A few observations - constructive criticisms, intended to help you refine the deck into a better version of itself.
The spot card 8 of Spades looks fine - if you're using gold for the black suits, what will you be using for the red suits?
File size errors are common - five graphic files to a post maximum, at not more than 1,000 Kb per file. One-megabyte images are plenty large enough for web page display, but it is annoying to have to reduce image sizes when your file's too big; been there, done that, bought the T-shirt...
For the back design, consider a brighter shade of yellow to provide greater contrast. A low-contrast, mostly-dark design will end up printing like mud if you aren't careful. Also insure that the level of detail you're putting into the design can be accommodated by your printer, because lots of fine detail can also be lost, especially when you factor in that your print surface, likely to be an embossed playing card, isn't entirely 100% flat and level, leaving the chance for distortion in reproducing ultra-fine details.
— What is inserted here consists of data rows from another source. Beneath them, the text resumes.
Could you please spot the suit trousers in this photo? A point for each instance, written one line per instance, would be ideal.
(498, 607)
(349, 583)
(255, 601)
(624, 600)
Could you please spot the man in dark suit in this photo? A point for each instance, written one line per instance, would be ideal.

Black Bart bears a striking resemblance to Mel Gibson! Be careful - if you used a Mel Gibson image to make the card, especially if it was from a movie he appeared in, you could be opening yourself up to cease-and-desist letters from whomever owns the intellectual property you repurposed, unless of course you have permission in writing, which usually costs a hefty chunk of change.
For the King of Clubs and the 8 of Spades, pull back the center image a bit - it's too close to the index. Push the index as far into the corner as you can without getting too close to the die line. Avoid a script font for the index - they're not as easy to read. Perhaps a font resembling the lettering carved into the aft of the ship would look nicer and be more easily read?
Why are you using lines suggesting an aged scroll framed around the king's image while the image itself is a color image closely resembling a modern photo? Pick one style and run with it rather than mashing two incompatible styles together in the hopes that they'll stick to each other. A popular and attractive trend is to leave out frames on the court cards altogether - it allows you to make the art larger and removes the claustrophobic feeling a frame can create.
Is your image really that of "Black Bart?" Or is it just some image of a pirate face you created? If it's the latter, don't bother with the name - the image looks less attractive with the name like that in the first place. It's like putting up a picture of me and calling it "Redbeard." Redbeard the Pirate was a historical figure with a real face, and it certainly isn't my face!